Understanding the variation in population abundance or density for species is almost always a factor in making sound management and conservation decisions, as well as in answering basic ecologic questions. To determine abundance, an increasing number of studies are using trapping arrays (e.g., hair snares, camera traps, mist-nests, etc.) for capture-recapture estimation of populations. A new class of models, spatially explicit capture recapture models, has emerged that make use of the spatial information from capture locations of individuals obtained by a trapping array. By assuming that each individual has an activity center, these models can account for heterogeneity in detection as a function of the distance from the activity center to a trap.
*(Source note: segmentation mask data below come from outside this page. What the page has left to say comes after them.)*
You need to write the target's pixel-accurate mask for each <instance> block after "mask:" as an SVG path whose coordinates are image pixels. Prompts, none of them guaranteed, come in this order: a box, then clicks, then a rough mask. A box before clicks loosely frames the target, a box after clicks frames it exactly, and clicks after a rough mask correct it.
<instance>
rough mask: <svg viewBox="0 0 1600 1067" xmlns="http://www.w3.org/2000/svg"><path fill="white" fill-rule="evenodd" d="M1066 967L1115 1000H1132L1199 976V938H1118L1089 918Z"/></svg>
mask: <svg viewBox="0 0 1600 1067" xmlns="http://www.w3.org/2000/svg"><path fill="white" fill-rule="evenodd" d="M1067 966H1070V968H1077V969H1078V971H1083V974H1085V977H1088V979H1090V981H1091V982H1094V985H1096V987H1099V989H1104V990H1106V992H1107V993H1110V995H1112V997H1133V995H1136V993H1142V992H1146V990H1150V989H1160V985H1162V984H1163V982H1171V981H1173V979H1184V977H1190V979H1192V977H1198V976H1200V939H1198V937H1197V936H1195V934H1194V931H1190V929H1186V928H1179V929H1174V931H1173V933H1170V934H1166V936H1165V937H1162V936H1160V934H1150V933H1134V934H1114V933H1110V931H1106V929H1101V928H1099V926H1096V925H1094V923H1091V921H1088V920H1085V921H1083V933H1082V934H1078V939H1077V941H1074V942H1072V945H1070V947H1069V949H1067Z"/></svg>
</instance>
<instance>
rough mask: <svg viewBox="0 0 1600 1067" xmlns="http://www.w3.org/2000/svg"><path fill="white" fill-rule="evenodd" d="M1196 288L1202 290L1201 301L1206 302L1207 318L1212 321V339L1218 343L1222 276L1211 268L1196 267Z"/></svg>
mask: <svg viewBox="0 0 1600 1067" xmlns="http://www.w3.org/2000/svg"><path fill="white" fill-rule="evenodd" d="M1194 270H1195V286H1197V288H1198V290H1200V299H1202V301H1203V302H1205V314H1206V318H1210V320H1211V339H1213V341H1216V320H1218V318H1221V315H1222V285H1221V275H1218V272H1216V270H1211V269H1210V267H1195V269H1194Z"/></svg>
While these models offer much promise, no empirical tests have been done to evaluate the estimates of these models, which may be biased.Here, we present a study on raccoons (Procyon lotor), where a known subset of the population (131 animals) was live captured and marked with numeric tags attached to a neck collar prior to the camera trapping study. Then, 20 camera traps were deployed on a 2859 hectare barrier island off the coast of North Carolina to photo-capture individuals.
Results/Conclusions
The relative bias for the estimated abundance is small, and the 95% credible interval includes the known 131 individuals. Based on this unique dataset, we provide an empirical evaluation of spatial capture recapture models and discuss interesting potential extensions to the model. These extensions include the incorporation of radio-telemetry data collected from 37 individuals in the population and modeling misclassified data (either from individuals incorrectly identified or individuals that were not marked and cannot be identified). The results of this study are widely applicable given the increasing number of studies using non-invasive capture recapture techniques, particularly on rare and elusive species.